Hopefully this isn't overkill, but I think this is a case where creating a linear model, and looking at the estimated marginal means, would make sense. Estimated marginal means are adjusted for the other terms in the model. That is, the E.M. mean score for student A can be adjusted for the effect of Evaluator 1. That is, how much higher or lower Evaluator 1 tends to rate students relative to the other evaluators.
Minimally, you can conduct a classic anova to see if there is a significant effect of Evaluator.
I have an example of this below in R.
Edit: I suppose for this approach to make sense --- that is, be fair --- each evaluator should have evaluated relatively many students, and a random or representative cross-section of students. There is always a chance that an evaluator just happens to evaluate e.g. a group of poor students. In this case we would inaccurately suspect the evaluator of being a tough evaluator, when in fact it was just that their students were poor. But having multiple evaluators per student also makes this less likely.
Create some toy data
Data = read.table(header=T, text="
Student Evaluator Score
a 1 95
a 2 80
b 2 60
b 3 50
c 3 82
c 1 92
d 1 93
d 2 84
e 2 62
e 3 55
f 1 94
f 3 75
")
Data$Evaluator = factor(Data$Evaluator)
Create linear model
model = lm(Score ~ Student + Evaluator, data=Data)
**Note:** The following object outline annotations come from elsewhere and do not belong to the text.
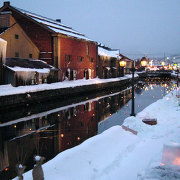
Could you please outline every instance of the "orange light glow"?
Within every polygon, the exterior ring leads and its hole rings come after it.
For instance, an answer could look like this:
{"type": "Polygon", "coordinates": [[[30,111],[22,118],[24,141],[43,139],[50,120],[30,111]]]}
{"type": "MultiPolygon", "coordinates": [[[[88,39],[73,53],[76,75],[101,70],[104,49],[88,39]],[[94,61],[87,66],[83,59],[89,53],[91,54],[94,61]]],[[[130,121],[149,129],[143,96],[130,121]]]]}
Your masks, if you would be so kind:
{"type": "Polygon", "coordinates": [[[5,168],[4,170],[5,170],[5,171],[7,171],[7,170],[8,170],[8,168],[5,168]]]}
{"type": "Polygon", "coordinates": [[[180,166],[180,157],[177,157],[177,158],[173,161],[173,165],[175,165],[175,166],[180,166]]]}
{"type": "Polygon", "coordinates": [[[163,163],[160,163],[160,165],[161,165],[161,166],[165,166],[165,164],[163,164],[163,163]]]}
{"type": "Polygon", "coordinates": [[[120,66],[121,67],[125,67],[126,66],[126,61],[122,60],[119,62],[120,66]]]}

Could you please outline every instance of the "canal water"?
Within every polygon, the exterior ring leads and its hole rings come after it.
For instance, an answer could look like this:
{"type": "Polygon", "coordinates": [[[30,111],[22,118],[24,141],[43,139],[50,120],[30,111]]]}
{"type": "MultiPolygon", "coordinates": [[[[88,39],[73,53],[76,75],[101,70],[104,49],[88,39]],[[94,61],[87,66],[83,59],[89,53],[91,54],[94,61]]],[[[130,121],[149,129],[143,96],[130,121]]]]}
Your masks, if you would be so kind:
{"type": "MultiPolygon", "coordinates": [[[[146,79],[135,87],[135,111],[142,111],[174,88],[170,79],[146,79]]],[[[122,125],[131,113],[131,87],[0,112],[0,179],[17,175],[16,164],[45,162],[106,129],[122,125]]]]}

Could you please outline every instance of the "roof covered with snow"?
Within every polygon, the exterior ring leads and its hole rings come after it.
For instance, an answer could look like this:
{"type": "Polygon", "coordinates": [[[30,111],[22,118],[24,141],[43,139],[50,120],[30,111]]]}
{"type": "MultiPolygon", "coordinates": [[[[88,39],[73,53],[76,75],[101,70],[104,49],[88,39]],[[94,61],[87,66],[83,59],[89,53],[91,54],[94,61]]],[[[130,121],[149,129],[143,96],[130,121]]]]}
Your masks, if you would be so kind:
{"type": "Polygon", "coordinates": [[[78,39],[93,41],[87,38],[84,34],[74,30],[72,27],[62,24],[60,21],[53,20],[51,18],[47,18],[47,17],[29,12],[26,10],[20,9],[20,8],[16,8],[16,7],[13,7],[13,8],[23,13],[24,15],[28,16],[32,20],[38,22],[39,24],[44,25],[46,28],[48,28],[50,31],[54,33],[60,33],[60,34],[70,36],[70,37],[75,37],[78,39]]]}
{"type": "MultiPolygon", "coordinates": [[[[6,58],[6,67],[13,71],[37,71],[41,69],[57,70],[41,60],[30,60],[23,58],[6,58]]],[[[44,71],[43,71],[44,72],[44,71]]]]}
{"type": "Polygon", "coordinates": [[[98,46],[98,55],[117,58],[117,57],[119,57],[119,50],[117,50],[117,49],[113,50],[110,48],[98,46]]]}

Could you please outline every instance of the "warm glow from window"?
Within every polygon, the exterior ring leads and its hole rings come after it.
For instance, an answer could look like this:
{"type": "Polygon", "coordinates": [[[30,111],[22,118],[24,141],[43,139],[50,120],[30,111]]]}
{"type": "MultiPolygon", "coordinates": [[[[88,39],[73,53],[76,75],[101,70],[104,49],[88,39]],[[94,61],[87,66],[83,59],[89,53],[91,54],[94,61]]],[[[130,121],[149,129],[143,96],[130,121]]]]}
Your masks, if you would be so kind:
{"type": "Polygon", "coordinates": [[[147,66],[147,61],[146,60],[142,60],[141,61],[141,66],[143,66],[143,67],[147,66]]]}
{"type": "Polygon", "coordinates": [[[120,64],[121,67],[125,67],[126,66],[126,61],[122,60],[122,61],[120,61],[119,64],[120,64]]]}

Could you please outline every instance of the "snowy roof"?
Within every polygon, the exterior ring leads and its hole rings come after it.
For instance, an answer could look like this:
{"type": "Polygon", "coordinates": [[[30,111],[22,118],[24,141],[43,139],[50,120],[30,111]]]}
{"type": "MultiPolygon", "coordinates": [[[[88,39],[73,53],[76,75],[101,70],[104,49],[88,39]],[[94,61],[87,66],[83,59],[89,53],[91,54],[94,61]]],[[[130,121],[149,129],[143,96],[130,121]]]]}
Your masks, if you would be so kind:
{"type": "Polygon", "coordinates": [[[119,50],[112,50],[98,46],[98,55],[117,58],[119,57],[119,50]]]}
{"type": "Polygon", "coordinates": [[[5,58],[6,58],[6,47],[7,47],[7,41],[0,38],[0,58],[2,58],[3,64],[5,63],[5,58]]]}
{"type": "Polygon", "coordinates": [[[57,70],[44,61],[22,58],[6,58],[5,65],[13,71],[38,71],[42,73],[48,73],[49,70],[57,70]]]}
{"type": "Polygon", "coordinates": [[[57,20],[53,20],[51,18],[47,18],[47,17],[29,12],[26,10],[20,9],[20,8],[16,8],[16,7],[13,7],[13,8],[20,11],[24,15],[30,17],[31,19],[37,21],[38,23],[44,25],[46,28],[50,29],[54,33],[60,33],[60,34],[70,36],[70,37],[75,37],[78,39],[93,41],[93,40],[87,38],[84,34],[78,32],[78,31],[75,31],[72,27],[66,26],[57,20]]]}

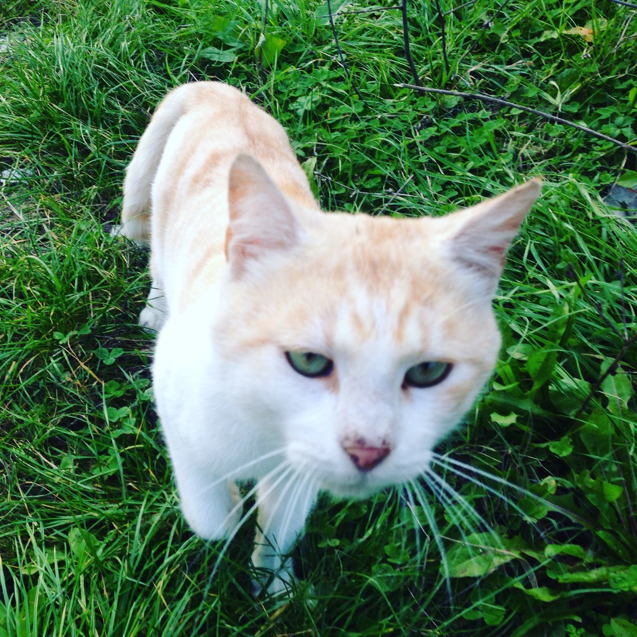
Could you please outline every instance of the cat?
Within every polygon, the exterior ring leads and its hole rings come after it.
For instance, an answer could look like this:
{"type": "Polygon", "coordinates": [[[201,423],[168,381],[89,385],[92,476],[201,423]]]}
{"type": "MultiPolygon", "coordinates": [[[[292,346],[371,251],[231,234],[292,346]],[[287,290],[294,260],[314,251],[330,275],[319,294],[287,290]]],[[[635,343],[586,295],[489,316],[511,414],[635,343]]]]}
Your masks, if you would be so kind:
{"type": "Polygon", "coordinates": [[[282,126],[218,82],[162,101],[124,181],[120,233],[150,245],[140,322],[181,509],[241,522],[271,594],[316,496],[414,479],[492,373],[492,299],[535,178],[440,217],[324,213],[282,126]]]}

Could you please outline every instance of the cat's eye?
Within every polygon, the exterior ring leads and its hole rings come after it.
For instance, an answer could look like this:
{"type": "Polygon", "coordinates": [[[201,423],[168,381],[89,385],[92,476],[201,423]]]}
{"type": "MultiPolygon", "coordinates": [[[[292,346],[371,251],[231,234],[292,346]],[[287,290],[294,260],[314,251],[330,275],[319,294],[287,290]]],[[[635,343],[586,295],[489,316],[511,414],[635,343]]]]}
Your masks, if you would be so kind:
{"type": "Polygon", "coordinates": [[[294,371],[310,378],[329,376],[334,369],[331,359],[315,352],[286,352],[285,358],[294,371]]]}
{"type": "Polygon", "coordinates": [[[431,387],[442,382],[451,371],[450,362],[426,361],[410,367],[404,375],[404,383],[412,387],[431,387]]]}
Classic anova to see if there is an effect of Evaluator
require(car)
Anova(model)
### Anova Table (Type II tests)
###
### Sum Sq Df F value Pr(>F)
### Student 1125.5 5 20.699 0.005834 **
### Evaluator 414.5 2 19.058 0.009021 **
### Residuals 43.5 4
So, it looks like there is a significant effect of Evaluator.
Look at simple arithmetic means
require(FSA)
Summarize(Score ~ Student, data=Data)
### Student n mean sd min Q1 median Q3 max
### 1 a 2 87.5 10.606602 80 83.75 87.5 91.25 95
### 2 b 2 55.0 7.071068 50 52.50 55.0 57.50 60
### 3 c 2 87.0 7.071068 82 84.50 87.0 89.50 92
### 4 d 2 88.5 6.363961 84 86.25 88.5 90.75 93
### 5 e 2 58.5 4.949747 55 56.75 58.5 60.25 62
### 6 f 2 84.5 13.435029 75 79.75 84.5 89.25 94
Look at the adjusted means for Student
require(emmeans)
emmeans(model, ~ Student)
### Student emmean SE df lower.CL upper.CL
### a 83.7 2.46 4 76.8 90.5
### b 59.4 2.46 4 52.6 66.2
### c 86.4 2.46 4 79.6 93.2
### d 84.7 2.46 4 77.8 91.5
### e 62.9 2.46 4 56.1 69.7
### f 83.9 2.46 4 77.1 90.7
###
### Results are averaged over the levels of: Evaluator
### Confidence level used: 0.95
Note that some students' scores went up and others went down relative to arithmetic means.